Fonte: Trabalho Escravo no Brasil: perfil dos vulneráveis, legislação existente e identificação de casos, em 2 de dezembro de 2020, por Natália Suzuki, do Repórter Brasil. Disponível aqui.
Por outro lado, seu governo avançou na destruição dos direitos trabalhistas, especialmente com a reforma, e no ataque aos mecanismos de fiscalização, com o fim do Ministério do Trabalho e a redução dos grupos móveis de fiscalização do trabalho escravo, política criada há 25 anos, e que hoje conta com apenas quatro equipes para todo o país, quantidade insuficiente para atender as denúncias em setores mais comuns (fazendas, carvoarias, construção) e menos ainda para avançar no combate a casos de trabalho escravo doméstico e de mulheres, hoje invisibilizados.

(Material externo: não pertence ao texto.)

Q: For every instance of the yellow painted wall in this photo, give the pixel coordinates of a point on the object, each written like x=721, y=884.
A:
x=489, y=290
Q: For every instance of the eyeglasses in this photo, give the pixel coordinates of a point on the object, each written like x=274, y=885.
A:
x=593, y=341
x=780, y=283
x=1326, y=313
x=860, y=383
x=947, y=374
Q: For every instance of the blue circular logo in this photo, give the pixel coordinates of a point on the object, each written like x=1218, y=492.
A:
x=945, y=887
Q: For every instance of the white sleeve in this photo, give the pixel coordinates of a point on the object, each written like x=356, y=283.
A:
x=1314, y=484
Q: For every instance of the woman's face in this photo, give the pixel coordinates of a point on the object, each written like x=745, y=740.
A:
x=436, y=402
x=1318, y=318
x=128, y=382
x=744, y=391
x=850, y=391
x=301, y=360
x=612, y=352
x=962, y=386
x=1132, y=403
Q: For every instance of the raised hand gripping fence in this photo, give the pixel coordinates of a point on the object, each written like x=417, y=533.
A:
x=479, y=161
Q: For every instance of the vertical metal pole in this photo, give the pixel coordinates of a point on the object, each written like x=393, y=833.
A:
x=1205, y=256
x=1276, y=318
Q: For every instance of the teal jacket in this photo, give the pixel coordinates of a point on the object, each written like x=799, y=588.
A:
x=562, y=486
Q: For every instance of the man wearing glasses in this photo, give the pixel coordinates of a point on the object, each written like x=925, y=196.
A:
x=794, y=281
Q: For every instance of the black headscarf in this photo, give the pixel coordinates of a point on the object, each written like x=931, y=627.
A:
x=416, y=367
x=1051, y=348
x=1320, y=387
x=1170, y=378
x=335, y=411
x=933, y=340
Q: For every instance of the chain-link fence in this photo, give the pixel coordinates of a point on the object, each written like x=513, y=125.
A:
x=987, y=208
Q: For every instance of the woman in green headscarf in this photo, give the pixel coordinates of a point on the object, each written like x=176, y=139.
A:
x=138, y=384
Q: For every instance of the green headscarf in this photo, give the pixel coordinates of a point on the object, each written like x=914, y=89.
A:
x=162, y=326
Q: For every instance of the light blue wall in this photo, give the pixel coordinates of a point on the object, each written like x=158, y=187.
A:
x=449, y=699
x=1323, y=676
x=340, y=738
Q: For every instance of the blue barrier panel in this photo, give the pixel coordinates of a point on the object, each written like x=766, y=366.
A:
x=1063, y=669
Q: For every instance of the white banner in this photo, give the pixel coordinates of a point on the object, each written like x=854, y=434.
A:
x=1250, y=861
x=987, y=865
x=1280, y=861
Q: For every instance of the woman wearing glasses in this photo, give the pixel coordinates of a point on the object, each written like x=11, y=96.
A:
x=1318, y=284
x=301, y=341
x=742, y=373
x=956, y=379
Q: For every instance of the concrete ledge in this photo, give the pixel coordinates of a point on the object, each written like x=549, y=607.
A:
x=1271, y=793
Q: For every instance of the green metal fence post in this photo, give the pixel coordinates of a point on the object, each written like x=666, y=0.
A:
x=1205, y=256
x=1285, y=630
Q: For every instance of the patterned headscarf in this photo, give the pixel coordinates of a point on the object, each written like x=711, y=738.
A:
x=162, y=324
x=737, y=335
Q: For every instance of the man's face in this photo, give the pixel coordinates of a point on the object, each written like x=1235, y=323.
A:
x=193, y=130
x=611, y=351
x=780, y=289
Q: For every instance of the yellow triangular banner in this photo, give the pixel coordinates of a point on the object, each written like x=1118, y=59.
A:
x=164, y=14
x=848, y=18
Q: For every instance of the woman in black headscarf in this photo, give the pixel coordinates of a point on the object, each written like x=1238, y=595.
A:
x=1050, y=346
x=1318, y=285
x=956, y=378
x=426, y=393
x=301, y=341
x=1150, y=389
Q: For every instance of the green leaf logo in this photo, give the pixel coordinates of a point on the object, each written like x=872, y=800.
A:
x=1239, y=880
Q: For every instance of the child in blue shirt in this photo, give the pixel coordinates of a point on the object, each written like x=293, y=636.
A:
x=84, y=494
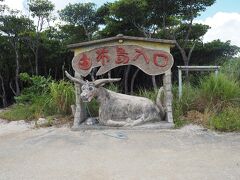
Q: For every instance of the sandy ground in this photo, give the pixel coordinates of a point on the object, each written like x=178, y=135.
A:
x=59, y=153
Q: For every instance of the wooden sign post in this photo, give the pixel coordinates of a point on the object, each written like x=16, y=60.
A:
x=152, y=56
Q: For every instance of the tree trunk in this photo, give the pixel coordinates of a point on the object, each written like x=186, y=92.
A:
x=17, y=73
x=4, y=98
x=36, y=60
x=133, y=80
x=127, y=70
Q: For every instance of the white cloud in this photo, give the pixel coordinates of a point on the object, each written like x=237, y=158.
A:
x=224, y=26
x=14, y=4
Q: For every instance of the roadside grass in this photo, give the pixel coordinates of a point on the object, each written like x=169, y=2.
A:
x=17, y=112
x=214, y=103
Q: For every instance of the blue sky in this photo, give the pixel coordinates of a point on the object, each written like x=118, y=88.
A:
x=223, y=17
x=222, y=6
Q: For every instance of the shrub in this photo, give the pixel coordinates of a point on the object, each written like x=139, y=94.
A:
x=35, y=86
x=18, y=112
x=62, y=96
x=231, y=68
x=227, y=120
x=219, y=88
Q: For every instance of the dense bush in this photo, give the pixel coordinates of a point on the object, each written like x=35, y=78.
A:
x=62, y=96
x=219, y=88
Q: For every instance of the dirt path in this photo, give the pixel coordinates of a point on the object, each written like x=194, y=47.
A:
x=58, y=153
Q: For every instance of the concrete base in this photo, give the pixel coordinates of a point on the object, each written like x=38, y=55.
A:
x=157, y=125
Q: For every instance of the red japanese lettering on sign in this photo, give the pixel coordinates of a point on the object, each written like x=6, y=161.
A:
x=140, y=52
x=84, y=63
x=102, y=56
x=122, y=56
x=163, y=58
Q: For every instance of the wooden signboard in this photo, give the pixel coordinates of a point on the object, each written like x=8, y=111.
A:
x=152, y=62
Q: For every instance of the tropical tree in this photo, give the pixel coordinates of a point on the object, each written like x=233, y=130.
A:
x=41, y=12
x=13, y=27
x=83, y=15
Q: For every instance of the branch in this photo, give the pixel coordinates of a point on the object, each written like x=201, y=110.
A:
x=191, y=50
x=10, y=85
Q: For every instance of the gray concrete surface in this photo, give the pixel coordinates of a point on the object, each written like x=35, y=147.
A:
x=58, y=153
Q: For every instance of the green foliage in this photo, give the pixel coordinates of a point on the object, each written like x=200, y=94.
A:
x=62, y=96
x=227, y=120
x=231, y=68
x=18, y=112
x=41, y=8
x=183, y=105
x=34, y=86
x=81, y=14
x=92, y=108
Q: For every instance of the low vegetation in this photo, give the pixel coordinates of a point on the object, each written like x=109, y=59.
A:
x=214, y=102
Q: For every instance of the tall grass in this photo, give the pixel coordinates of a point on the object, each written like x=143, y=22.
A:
x=62, y=96
x=220, y=88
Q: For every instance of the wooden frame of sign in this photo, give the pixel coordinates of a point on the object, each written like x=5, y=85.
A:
x=152, y=56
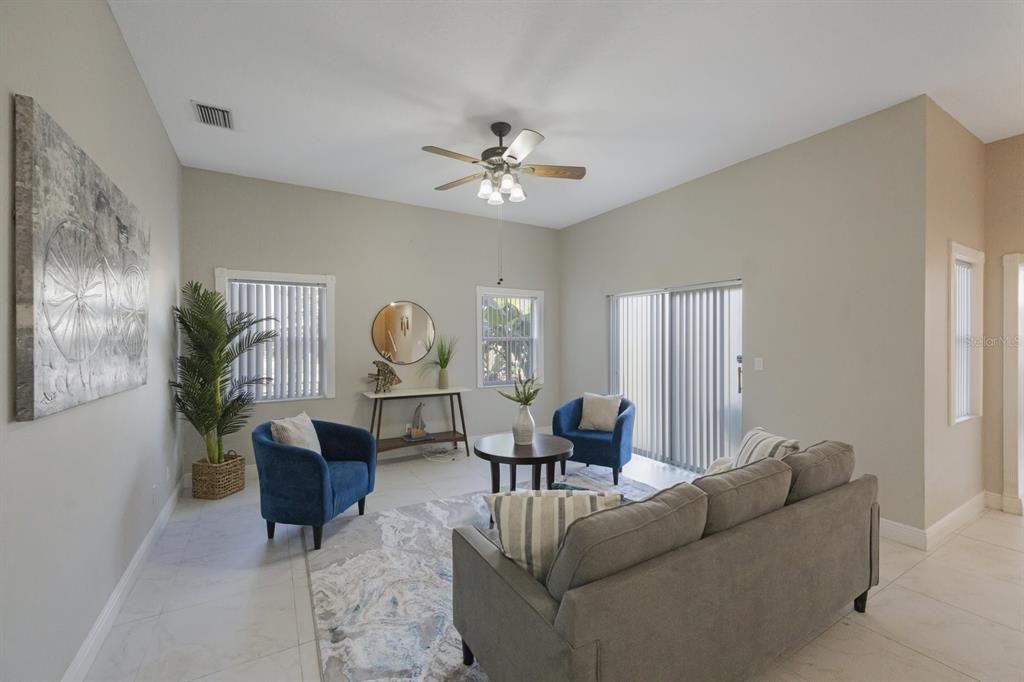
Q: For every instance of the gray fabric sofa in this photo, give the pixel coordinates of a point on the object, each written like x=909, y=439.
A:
x=782, y=548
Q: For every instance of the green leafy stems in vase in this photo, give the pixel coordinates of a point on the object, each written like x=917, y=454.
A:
x=206, y=394
x=443, y=352
x=524, y=392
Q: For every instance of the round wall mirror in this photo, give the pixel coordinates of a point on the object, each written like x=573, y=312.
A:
x=402, y=332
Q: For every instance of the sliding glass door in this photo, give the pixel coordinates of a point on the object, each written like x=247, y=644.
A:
x=677, y=354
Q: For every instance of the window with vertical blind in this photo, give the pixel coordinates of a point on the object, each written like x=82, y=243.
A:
x=966, y=278
x=676, y=354
x=300, y=360
x=509, y=327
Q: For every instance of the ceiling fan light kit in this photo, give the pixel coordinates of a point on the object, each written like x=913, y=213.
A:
x=503, y=165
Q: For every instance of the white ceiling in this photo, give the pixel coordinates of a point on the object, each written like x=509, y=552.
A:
x=342, y=95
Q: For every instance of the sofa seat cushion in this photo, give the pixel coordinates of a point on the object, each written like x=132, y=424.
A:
x=350, y=482
x=607, y=542
x=821, y=467
x=530, y=525
x=745, y=493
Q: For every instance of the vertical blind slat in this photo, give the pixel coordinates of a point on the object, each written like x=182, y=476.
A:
x=294, y=360
x=674, y=354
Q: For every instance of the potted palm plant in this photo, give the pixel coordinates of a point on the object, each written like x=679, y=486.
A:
x=524, y=392
x=205, y=393
x=443, y=351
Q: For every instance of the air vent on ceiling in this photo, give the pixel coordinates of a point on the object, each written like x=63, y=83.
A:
x=213, y=116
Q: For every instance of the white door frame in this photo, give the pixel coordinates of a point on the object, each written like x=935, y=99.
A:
x=1013, y=383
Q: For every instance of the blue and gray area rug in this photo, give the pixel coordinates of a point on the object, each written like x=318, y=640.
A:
x=382, y=589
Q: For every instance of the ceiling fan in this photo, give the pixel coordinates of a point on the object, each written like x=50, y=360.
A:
x=502, y=166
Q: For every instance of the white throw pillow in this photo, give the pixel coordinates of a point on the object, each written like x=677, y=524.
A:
x=531, y=525
x=759, y=444
x=599, y=412
x=296, y=431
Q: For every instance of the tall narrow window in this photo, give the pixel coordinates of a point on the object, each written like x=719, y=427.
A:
x=509, y=327
x=966, y=276
x=300, y=360
x=676, y=354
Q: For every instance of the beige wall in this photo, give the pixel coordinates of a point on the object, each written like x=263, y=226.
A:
x=827, y=236
x=80, y=489
x=1004, y=235
x=379, y=251
x=954, y=212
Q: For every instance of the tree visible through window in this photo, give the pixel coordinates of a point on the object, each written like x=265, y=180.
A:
x=509, y=335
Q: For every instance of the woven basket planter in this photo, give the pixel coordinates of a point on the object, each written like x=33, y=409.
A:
x=213, y=481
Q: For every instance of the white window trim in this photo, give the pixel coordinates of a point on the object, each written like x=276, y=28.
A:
x=222, y=274
x=960, y=252
x=539, y=321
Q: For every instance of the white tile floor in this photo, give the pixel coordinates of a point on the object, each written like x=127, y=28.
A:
x=217, y=601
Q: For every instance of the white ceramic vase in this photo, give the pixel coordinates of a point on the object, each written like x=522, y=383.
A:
x=522, y=431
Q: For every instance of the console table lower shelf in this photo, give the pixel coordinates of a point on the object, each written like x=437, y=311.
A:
x=455, y=435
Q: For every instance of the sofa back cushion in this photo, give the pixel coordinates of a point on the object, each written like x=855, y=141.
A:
x=531, y=524
x=610, y=541
x=758, y=444
x=819, y=468
x=745, y=493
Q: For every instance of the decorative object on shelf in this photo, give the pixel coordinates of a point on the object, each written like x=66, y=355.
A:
x=524, y=392
x=454, y=436
x=502, y=166
x=418, y=429
x=81, y=273
x=443, y=352
x=385, y=377
x=204, y=391
x=402, y=332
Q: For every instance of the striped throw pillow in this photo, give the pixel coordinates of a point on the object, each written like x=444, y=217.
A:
x=759, y=444
x=531, y=525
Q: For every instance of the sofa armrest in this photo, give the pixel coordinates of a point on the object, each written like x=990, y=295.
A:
x=340, y=442
x=503, y=613
x=294, y=483
x=561, y=421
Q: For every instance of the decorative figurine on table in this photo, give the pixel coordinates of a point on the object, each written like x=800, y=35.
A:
x=385, y=377
x=418, y=429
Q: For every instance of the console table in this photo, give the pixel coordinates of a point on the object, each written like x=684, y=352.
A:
x=455, y=435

A fiscalização sofre um desmonte, com a redução de servidores, fruto da ausência de concursos públicos há vários anos, e pode piorar com uma reforma administrativa. A depender destas políticas, teremos cada vez mais retrocessos no combate ao trabalho escravo e ao trabalho infantil e cada vez mais cenas que nos envergonham, como as de Anapólis. Justamente em meio a pandemia e ao aumento da crise social, que deixam milhões pessoas desempregadas e vulneráveis a propostas de trabalho como a da obra da Aeronáutica.